Your Director Transition Plan
Resources are tailored to the leadership shifts identified in the report and organized into Practice, Learn, Apply, and Discuss.
Practice
Practice framing recommendations for senior audiences in concise, business-focused summaries.
- Practice shorter executive updates that lead with the recommendation
- Run a weekly drill for business tradeoff framing and decision clarity
- Review one meeting recap each week for brevity and actionability
Learn
Curated articles, talks, and books aligned to Bernard's leadership gaps.
- Multipliers - Liz Wiseman
- The First 90 Days - Michael D. Watkins
- TED Talk: Why Good Leaders Make You Feel Safe - Simon Sinek
Apply
Day 1–30
Prioritize a full handoff of key operational responsibilities to managers.
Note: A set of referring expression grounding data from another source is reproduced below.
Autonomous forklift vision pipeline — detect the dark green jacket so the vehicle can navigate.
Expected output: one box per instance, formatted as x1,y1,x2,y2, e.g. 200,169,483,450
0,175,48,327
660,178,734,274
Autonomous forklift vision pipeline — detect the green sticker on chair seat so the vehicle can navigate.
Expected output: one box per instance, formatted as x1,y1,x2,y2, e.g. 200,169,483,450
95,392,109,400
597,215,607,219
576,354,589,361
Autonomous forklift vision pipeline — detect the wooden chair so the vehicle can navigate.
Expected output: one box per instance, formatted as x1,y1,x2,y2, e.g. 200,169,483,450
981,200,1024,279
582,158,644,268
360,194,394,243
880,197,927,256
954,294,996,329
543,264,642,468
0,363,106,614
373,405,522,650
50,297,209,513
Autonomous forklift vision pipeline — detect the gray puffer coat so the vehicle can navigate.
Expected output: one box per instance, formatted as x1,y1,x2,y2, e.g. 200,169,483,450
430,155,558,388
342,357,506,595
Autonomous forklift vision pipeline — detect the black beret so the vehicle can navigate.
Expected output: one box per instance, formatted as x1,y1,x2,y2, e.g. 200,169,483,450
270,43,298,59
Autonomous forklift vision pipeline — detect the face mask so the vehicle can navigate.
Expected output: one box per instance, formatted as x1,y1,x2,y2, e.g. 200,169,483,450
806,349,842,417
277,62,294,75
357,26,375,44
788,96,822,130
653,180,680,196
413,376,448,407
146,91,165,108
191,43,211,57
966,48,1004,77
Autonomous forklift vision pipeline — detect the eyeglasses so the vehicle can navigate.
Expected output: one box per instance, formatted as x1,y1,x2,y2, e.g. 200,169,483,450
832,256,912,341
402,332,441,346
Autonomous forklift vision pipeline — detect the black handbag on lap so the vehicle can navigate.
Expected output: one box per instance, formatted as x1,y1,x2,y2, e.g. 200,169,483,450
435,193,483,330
- Clarify ownership and escalation paths
- Set a weekly check-in for delegation progress
Day 31–60
- Shift cross-functional work to manager-led execution
- Use senior meetings to sharpen recommendation-first communication
Day 61–90
- Show repeatable leadership through your managers
- Bring broader tradeoffs into portfolio-level decisions
Discuss
Use tailored prompts to align with leaders, peers, partners, and direct teams.
- What to share with your leader about readiness priorities
- Where to ask peers for visible partnership and earlier alignment
- How to ask your direct team for stronger ownership and judgment
- What to ask skip-level leaders about broader readiness signals
How You'll Know You're Operating at the Next Level
Progress should become visible in how others experience Bernard's leadership, not just what he intends to do.
- Leaders give Bernard more room to operate because confidence in his judgment is rising.
- Peers bring him into priority and tradeoff conversations earlier.
- His team shows stronger ownership and decision-making without waiting for him to step in as quickly.
- There is clearer, repeatable evidence that he can operate at the level required for Director in how others experience his leadership day to day.